ナトリウムイオンが このタンパク質に含まれている。
上記の金属同様、グルタミン酸、アスパラギン酸、ヒスチヂン等の 酸素、 窒素のみ 正のナトリウムイオンに引きつけられる。

"疎水性"、"親水性"の本質とは?

[ どうして H -- O-H 水素結合が 形成され易いのか? ]

(Fig.10) H -- O-H 水素結合。

このページでは、水素原子の反発力が非常に 弱く、この水素の性質が水素結合に関係していることを示した。
H -- O-H 水素結合長は 約 2.60 - 2.70 Å である。
このプログラム実行後、 "O" と "H" を A、 B 原子として選び、その原子間距離を "1.60 Å" (= 16000 MM ) にする。
そして Fig.10 のように "O" 原子を x-y 平面で 45°回転させる ( "45" を入力して "x-y ang" ボタンをクリックする )。

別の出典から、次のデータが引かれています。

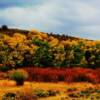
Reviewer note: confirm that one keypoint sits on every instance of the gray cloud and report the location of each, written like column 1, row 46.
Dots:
column 76, row 17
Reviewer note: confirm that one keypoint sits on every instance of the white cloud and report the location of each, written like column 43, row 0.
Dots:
column 76, row 16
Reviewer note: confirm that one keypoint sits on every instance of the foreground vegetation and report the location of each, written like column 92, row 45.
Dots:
column 38, row 58
column 51, row 91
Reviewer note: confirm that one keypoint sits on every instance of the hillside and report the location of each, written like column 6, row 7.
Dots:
column 34, row 48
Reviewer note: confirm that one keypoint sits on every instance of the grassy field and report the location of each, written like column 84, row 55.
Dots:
column 10, row 86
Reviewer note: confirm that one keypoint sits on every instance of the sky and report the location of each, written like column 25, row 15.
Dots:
column 80, row 18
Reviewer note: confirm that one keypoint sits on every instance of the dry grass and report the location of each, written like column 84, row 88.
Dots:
column 10, row 86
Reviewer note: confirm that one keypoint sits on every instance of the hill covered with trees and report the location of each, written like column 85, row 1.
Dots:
column 20, row 48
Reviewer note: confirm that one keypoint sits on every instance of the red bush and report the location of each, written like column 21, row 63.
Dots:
column 65, row 74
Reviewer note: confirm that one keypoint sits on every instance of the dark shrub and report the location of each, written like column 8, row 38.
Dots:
column 19, row 76
column 9, row 96
column 4, row 27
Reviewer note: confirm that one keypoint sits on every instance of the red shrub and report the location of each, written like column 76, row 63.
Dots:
column 65, row 74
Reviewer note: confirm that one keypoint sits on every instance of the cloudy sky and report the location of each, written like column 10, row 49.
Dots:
column 73, row 17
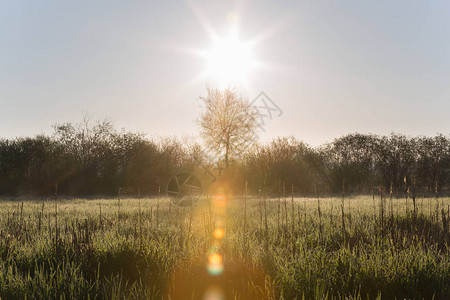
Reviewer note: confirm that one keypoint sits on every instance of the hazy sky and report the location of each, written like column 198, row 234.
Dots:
column 333, row 67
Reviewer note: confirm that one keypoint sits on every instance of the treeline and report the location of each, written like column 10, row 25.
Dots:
column 86, row 160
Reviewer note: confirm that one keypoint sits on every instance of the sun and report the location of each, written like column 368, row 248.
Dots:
column 229, row 61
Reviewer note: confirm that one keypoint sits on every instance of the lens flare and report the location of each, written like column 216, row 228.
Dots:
column 213, row 293
column 218, row 233
column 215, row 265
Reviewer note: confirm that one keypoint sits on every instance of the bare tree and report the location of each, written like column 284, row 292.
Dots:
column 228, row 123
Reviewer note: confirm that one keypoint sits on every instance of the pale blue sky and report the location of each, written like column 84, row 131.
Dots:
column 335, row 66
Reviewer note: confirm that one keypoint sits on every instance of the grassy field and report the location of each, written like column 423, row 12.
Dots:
column 225, row 248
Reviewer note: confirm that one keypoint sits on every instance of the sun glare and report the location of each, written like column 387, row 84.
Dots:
column 229, row 60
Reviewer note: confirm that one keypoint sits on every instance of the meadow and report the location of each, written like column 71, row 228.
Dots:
column 224, row 247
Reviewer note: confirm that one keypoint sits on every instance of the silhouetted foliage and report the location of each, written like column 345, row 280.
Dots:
column 92, row 158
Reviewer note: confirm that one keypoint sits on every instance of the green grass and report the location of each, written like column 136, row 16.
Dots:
column 142, row 251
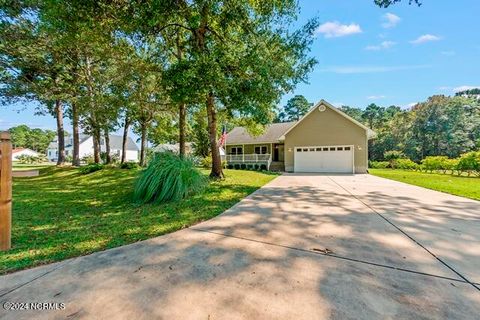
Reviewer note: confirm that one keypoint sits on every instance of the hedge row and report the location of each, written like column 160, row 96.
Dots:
column 468, row 163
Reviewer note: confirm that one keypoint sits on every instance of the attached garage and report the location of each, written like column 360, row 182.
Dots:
column 332, row 159
column 326, row 140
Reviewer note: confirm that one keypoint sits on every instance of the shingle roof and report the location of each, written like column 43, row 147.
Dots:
column 272, row 134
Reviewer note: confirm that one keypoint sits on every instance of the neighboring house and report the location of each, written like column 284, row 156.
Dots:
column 86, row 147
column 18, row 152
column 189, row 148
column 323, row 140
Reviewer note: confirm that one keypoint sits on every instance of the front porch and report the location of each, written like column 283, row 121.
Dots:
column 256, row 156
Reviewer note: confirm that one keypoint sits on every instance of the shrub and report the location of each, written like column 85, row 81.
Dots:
column 32, row 159
column 433, row 163
column 392, row 156
column 379, row 164
column 469, row 162
column 129, row 165
column 405, row 164
column 206, row 162
column 92, row 167
column 168, row 177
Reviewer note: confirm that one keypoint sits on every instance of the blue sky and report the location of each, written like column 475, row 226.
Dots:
column 400, row 55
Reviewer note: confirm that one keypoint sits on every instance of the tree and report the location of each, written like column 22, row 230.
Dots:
column 295, row 108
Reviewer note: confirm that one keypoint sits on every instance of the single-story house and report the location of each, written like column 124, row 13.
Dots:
column 325, row 139
column 86, row 147
column 18, row 152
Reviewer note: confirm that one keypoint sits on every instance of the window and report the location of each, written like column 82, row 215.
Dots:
column 261, row 150
column 236, row 150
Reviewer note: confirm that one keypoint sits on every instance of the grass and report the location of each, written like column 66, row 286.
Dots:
column 62, row 213
column 468, row 187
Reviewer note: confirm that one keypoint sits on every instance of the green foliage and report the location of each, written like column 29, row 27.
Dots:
column 206, row 162
column 168, row 177
column 26, row 159
column 470, row 163
column 378, row 164
column 129, row 165
column 92, row 167
column 405, row 164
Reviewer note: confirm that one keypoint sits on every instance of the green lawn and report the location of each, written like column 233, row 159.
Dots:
column 468, row 187
column 62, row 214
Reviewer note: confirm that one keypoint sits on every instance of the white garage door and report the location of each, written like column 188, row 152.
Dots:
column 324, row 159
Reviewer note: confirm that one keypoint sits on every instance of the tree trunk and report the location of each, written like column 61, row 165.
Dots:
column 182, row 120
column 96, row 145
column 60, row 133
column 76, row 138
column 108, row 157
column 217, row 171
column 124, row 139
column 143, row 147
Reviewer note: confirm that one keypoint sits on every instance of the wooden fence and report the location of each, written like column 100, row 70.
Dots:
column 5, row 191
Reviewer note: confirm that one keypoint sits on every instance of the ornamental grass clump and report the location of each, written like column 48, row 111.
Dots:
column 168, row 177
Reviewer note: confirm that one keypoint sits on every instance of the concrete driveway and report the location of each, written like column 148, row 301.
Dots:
column 302, row 247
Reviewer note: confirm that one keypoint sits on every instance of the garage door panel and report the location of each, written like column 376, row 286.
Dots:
column 334, row 159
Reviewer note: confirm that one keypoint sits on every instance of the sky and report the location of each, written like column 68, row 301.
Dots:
column 395, row 56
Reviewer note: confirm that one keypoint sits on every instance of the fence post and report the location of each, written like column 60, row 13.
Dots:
column 5, row 191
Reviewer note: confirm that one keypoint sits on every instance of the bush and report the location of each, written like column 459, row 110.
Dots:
column 379, row 164
column 469, row 162
column 92, row 167
column 392, row 156
column 436, row 163
column 168, row 177
column 32, row 159
column 129, row 165
column 405, row 164
column 206, row 162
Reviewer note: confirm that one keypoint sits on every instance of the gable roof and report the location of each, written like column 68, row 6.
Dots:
column 272, row 134
column 115, row 142
column 370, row 132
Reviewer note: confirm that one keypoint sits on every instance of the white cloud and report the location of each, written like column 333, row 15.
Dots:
column 334, row 29
column 463, row 88
column 376, row 97
column 383, row 45
column 448, row 53
column 369, row 69
column 425, row 38
column 390, row 20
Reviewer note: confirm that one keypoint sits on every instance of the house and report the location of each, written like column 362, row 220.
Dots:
column 86, row 147
column 18, row 152
column 323, row 140
column 189, row 149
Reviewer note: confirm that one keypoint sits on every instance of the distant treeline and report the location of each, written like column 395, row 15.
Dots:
column 442, row 125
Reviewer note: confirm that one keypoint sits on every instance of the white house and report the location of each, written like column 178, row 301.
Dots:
column 18, row 152
column 86, row 147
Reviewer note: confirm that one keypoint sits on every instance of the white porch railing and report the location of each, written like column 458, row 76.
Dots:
column 249, row 157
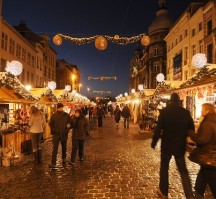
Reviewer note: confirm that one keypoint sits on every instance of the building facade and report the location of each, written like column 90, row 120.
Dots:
column 147, row 63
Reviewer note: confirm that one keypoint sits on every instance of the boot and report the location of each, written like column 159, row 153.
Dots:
column 40, row 156
column 35, row 156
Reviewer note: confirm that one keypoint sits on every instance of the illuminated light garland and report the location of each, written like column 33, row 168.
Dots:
column 116, row 39
column 102, row 78
column 102, row 92
column 14, row 67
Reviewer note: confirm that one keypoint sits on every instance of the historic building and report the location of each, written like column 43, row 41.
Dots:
column 67, row 74
column 185, row 39
column 147, row 63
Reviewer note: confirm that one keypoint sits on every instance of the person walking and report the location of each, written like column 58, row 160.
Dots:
column 206, row 141
column 36, row 124
column 173, row 123
column 60, row 124
column 80, row 129
column 117, row 116
column 126, row 115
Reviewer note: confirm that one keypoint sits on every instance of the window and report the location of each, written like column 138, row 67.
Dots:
column 193, row 32
column 193, row 50
column 4, row 41
column 186, row 52
column 12, row 46
column 209, row 27
column 23, row 55
column 156, row 51
column 180, row 38
column 200, row 26
column 186, row 33
column 18, row 51
column 210, row 53
column 200, row 46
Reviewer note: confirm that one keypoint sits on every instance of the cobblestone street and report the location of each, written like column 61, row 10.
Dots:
column 119, row 163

このケースでは、結合エネルギーは (= 0.004 eV ) になり、 O-H 結合は 安定になる。
( このプログラムでは 結合エネルギーが "正" のとき、この結合が安定になる。)
また 原子間反発力は ほぼゼロである ( FX = -76, FX = 16 )。
( これらは ほぼゼロだが わずかに "反発"しているため、 O-H や N-H 結合長は これより短くなれない。 )

(Table.1) 様々な結合長における 結合エネルギー (eV) の変化。
N - A 長 1.90 Å 1.80 Å 1.70 Å 1.60 Å 1.50 Å 1.40 Å 1.30 Å
 O - H -0.011 -0.009 -0.004 +0.004 +0.022 +0.054 +0.113
 O - C -0.205 -0.190 -0.158 -0.095 +0.020 +0.232 +0.612
 O - O -0.261 -0.266 -0.265 -0.252 -0.215 -0.122 +0.092

Table 1 に示した通り、O-H 結合のみが この距離 (= 1.60 Å) のときに安定である。
なぜなら 水素原子核が 小さく かつ 露出しているからである。
C や O などの他の原子では、価電子や原子核間の反発力が優性になる。

すべての結合において、結合長が短くなるにつれて、その結合は共有結合様になって 安定になる。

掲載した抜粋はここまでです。